Monday, August 3, 2009

Did you miss me?

All right stop, collaborate and listen
Ice is back with a brand new invention

I hadn't heard VI in many moons, but a fellow law clerk, who clearly wishes it still was the 1990s, had it bangin' in his Subaru Legacy the other day (Sirius '90s on 9 channel if you want to queue it up) and it brought back a flood of memories. Actually, it was more like a moderate trickle of memories. What I remembered was that other than the stolen bass line that song was pretty terrible. And long, too, insufferably long. I also remembered when VI destroyed the set during the taping of 25 Lame, a show that is crying out to be released on DVD. I am actually getting close to just breaking down and buying a bootleg copy from someone online because the Youtube clips aren't enough. I think my memory of 25 Lame is actually funnier than it actually was, but not a week goes by that I don't think of it. (That was a sad sentence but nonetheless true!)

But before you think me some sort of sentimental sappy sod, I can explain why I am in such a contemplative mood. I am reading a biography of Ted Williams that is making me yearn for the past, when men were men (meaning they tended to spit on unruly fans) and baseball was baseball (meaning, I guess, that only white men were allowed to play it). (Speaking of Williams, read this. It is the greatest sports story ever written and seems to show that maybe everything was better in the past). However, I guess the noted poor driver William Joel may have been right when he said "the good old days weren't always good and tomorrow ain't as bad as it seems." That's the kind of seemingly deep yet totally pointless comment that could sell pop records back when I was a kid. Now, it's just booty-shaking, Autotune, and kooky Minnesotans dancing that moves product.

If you can't tell, I have no idea what is going on in the world these days. I move in a bubble of unimportance that I pretend is important. And that is really what I wanted to talk about. Recently, I attended a hearing with a real live prisoner in a real orange jumpsuit and real arm and leg shackles. I attended this hearing to see this person because much of my time lately has been working in an effort to keep said person in said jumpsuit. Said person clearly did not understand why I was at his hearing and probably was not happy to have me there. But I wanted to be there to recognize that what I was doing was having an impact. Obviously, such a situation can lead to some conflicting feelings. I don't really know if said person belongs in that jumpsuit. I know what I have been told. I know what I read in reports. But it is something a little bit different to see the effect on the actual person and the effect on his or her family. I often say that staying in the office, poring over books and never seeing the light of day is fine with me (can a person's skin get more untanned than absolute white? Of course not, it's an impossibility!). But sometimes you have to face what you are doing. Not because it is supposed to make you feel bad about it or that you are doing the wrong thing, but to keep you focused on how important it is so that you do only what you know is right and truthful.

When Chief Justice John Roberts was on campus this year he was asked if he lost sleep over all of the petitions he gets from prisoners on death row. He frankly admitted that if he did lose sleep over them he wouldn't ever get any sleep.
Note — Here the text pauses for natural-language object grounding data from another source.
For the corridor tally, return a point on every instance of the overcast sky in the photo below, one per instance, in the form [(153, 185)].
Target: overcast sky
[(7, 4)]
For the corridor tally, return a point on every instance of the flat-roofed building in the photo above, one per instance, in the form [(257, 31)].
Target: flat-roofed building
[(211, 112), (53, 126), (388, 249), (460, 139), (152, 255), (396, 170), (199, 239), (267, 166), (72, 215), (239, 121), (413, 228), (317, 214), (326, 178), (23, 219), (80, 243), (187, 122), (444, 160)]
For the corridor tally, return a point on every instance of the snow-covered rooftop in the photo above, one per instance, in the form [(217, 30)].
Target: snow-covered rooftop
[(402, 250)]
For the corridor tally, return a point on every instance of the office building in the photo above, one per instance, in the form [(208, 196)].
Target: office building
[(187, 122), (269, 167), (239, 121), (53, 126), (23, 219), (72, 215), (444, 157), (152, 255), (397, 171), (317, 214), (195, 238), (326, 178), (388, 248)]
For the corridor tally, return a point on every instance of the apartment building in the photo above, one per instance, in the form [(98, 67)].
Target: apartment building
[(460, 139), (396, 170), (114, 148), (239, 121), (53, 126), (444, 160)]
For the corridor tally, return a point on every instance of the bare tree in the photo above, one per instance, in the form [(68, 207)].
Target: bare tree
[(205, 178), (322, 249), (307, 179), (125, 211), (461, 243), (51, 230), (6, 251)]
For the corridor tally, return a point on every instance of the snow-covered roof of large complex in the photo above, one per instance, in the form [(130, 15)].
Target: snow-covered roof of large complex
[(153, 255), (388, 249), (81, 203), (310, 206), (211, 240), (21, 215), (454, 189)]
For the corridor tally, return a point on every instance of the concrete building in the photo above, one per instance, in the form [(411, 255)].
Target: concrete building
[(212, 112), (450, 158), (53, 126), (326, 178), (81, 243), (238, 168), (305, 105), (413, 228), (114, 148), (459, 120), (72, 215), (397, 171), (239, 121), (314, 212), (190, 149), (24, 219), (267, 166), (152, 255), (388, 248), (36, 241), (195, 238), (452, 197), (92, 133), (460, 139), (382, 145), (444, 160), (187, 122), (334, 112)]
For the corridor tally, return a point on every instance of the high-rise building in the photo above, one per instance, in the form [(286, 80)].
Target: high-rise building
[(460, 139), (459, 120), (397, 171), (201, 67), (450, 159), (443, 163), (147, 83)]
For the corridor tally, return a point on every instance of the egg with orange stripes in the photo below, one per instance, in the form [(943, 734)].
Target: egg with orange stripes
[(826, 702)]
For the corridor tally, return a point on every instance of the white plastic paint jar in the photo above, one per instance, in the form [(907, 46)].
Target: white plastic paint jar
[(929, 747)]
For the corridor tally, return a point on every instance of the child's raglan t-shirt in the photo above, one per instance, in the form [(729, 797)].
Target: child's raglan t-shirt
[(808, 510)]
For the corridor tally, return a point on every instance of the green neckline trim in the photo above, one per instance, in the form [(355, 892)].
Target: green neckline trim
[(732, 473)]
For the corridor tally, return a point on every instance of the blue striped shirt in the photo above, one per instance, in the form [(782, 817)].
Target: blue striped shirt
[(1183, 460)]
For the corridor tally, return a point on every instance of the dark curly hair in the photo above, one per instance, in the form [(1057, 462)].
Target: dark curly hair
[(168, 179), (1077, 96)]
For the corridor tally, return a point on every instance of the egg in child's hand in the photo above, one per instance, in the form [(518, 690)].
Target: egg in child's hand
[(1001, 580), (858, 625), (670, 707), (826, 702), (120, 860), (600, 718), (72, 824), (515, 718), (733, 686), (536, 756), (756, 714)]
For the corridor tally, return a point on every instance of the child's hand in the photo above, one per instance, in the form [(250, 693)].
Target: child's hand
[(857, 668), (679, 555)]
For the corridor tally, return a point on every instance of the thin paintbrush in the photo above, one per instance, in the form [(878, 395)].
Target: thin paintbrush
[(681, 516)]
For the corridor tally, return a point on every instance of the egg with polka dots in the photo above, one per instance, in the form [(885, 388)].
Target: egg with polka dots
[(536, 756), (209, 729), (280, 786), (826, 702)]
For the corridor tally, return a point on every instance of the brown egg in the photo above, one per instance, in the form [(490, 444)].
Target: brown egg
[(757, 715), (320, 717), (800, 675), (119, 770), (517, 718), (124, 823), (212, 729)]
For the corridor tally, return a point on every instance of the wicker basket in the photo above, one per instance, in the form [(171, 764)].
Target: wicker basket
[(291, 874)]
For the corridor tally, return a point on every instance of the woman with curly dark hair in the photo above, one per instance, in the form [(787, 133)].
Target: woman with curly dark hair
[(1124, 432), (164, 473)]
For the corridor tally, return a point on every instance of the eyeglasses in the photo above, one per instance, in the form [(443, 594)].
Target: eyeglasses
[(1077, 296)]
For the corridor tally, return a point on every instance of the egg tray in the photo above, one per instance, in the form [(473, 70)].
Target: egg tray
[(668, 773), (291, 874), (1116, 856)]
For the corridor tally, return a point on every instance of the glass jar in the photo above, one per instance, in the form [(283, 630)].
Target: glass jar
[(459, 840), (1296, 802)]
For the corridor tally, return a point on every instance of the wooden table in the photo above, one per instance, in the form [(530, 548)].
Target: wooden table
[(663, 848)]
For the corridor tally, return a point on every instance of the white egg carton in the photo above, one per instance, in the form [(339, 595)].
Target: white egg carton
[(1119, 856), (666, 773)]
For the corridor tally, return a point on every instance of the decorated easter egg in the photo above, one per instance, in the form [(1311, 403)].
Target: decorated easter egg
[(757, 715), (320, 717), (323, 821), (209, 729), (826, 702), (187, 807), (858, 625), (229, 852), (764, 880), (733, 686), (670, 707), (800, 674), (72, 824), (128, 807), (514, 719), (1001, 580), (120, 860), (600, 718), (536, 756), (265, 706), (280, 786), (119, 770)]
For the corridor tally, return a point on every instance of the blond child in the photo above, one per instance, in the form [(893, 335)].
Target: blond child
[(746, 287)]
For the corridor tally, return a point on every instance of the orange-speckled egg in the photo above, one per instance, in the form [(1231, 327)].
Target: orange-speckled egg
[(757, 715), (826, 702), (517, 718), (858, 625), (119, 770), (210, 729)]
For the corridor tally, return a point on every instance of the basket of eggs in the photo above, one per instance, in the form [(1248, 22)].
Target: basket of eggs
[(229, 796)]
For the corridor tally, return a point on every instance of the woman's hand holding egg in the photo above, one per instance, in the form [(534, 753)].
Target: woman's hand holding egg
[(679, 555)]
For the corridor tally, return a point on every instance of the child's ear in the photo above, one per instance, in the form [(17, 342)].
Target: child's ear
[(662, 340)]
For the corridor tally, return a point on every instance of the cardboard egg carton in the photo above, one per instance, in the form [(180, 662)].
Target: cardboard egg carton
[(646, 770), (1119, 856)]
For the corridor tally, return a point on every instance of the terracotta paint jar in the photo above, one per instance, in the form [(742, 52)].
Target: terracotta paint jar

This is true. He said he simply took every one seriously, made his best decision, and then moved on. If he didn't move on, he wouldn't get to live his own life. I think he was absolutely right, but the trick is to take each one seriously even after receiving them over and over again. I am far too green to take anything lightly, but I know that attending that hearing simply reinforced the need for focus.

I meant for this entry to be lighthearted. Honestly, the only thing that keeps this blog from being the bleakest on the Interwebs is that I post so rarely. I don't mean to be spend every day of my life as Mopes the Sad Clown or some sort of martyr who has the weight of the world on his shoulders. I guess I just take this stuff seriously, for now, at least. My current fear level is at orange at all times, although it is inching toward red since I am less than one year from the bar exam. By then I don't think I'll have any fingernails left, maybe no fingers at all. The seriousness will be like Schindler's List in Darfur. No, I won't expect you to talk to me. I wouldn't talk to me either.

So I'm going to post this, even though it is of questionable value and makes me seem like a possible danger to myself and others. But when it's not basketball season there is not much for me to write about. Well, some of my readers don't want the basketball anyway. I can't think they would like this better, but we'll see I guess. Well, that's all for now.